6. See Malkiel, Random Walk Down Wall Street.

7. See Soros, Alchemy of Finance; and Popper, Objective Knowledge.

8. An understanding often represented in popular culture through expressions such as “make-believe,” “self-fulfilling prophecy,” and “fake it till you make it.”.

9. The authors recognize the existence of this mechanism: “How much were the policies shaped by the neglect of risk, how much by a lack of legal authority to intervene in the financial sector, and how much by the fear of spooking markets and precipitating an earlier crash?” (62). However, after having been mentioned, the second option is not pursued.

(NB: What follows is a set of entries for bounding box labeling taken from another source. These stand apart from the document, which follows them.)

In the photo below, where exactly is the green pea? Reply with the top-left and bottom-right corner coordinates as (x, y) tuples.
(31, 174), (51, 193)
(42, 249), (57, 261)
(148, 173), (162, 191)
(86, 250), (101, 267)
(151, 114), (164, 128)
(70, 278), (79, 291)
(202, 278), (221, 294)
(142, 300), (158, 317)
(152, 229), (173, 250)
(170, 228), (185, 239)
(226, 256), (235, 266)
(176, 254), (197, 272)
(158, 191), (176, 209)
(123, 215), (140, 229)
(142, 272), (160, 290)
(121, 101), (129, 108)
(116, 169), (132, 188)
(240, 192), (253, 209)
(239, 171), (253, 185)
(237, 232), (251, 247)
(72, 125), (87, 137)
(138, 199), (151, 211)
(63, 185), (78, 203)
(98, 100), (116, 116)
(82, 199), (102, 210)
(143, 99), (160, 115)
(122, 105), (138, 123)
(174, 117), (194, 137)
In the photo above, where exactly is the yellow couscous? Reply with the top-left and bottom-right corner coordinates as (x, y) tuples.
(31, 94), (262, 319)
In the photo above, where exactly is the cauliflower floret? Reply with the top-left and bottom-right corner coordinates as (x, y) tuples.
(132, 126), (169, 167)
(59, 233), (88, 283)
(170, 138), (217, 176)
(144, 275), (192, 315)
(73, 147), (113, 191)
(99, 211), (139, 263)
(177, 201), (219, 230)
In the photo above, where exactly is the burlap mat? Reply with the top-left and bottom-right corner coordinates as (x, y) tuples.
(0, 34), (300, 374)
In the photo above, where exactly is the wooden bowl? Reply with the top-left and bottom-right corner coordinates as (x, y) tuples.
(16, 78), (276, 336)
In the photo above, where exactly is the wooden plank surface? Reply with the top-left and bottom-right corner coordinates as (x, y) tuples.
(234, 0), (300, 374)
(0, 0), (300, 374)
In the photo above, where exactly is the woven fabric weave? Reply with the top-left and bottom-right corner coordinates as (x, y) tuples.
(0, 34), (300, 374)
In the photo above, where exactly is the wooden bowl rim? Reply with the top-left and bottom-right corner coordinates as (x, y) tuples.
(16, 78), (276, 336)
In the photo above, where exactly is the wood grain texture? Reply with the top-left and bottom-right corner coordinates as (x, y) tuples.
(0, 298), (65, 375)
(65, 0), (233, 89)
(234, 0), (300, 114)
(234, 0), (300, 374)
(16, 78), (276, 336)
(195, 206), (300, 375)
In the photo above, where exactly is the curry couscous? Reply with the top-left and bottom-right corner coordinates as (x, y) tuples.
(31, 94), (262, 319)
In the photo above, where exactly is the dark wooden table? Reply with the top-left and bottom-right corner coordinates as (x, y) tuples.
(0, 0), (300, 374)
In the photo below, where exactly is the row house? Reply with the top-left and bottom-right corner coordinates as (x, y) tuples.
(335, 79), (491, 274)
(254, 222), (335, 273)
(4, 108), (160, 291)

10. For example: “securitization specialists working at investment banks were just like everybody else” (53), which implies symmetry of information; “There is no trickery by intermediaries in this model” (87), which ignores the parliamentary and judiciary evidence that has emerged since 2008, while implying that everyone’s interests were aligned; and both “investment banks and rating agencies relied on incorrect models to value MBS and especially CdOs… underestimating the correlation in the defaults of individual mortgages” (55), which implies that the top managers in the best paid firms of the world were not aware of basic features of basic portfolio asset management models, such as the diversification of idiosyncratic and systematic risk as it is taught in the CAPM model in any MBA course in the world.

11. For example, in discussing the excessive creation of MBS, “push” factors (intermediaries wanting to maximize returns and engaging in all described practices, including creating excess AAA debt out of a pool of mortgages, expanding the pool of mortgages to subprime in order to create fodder for debt/MBS, retaining all the risky equity on their balance sheet in view of a positive economic outlook) are mostly ignored, while much of the drive is portrayed as coming from the “pull” factor: e.g., investors wanting a safe debt.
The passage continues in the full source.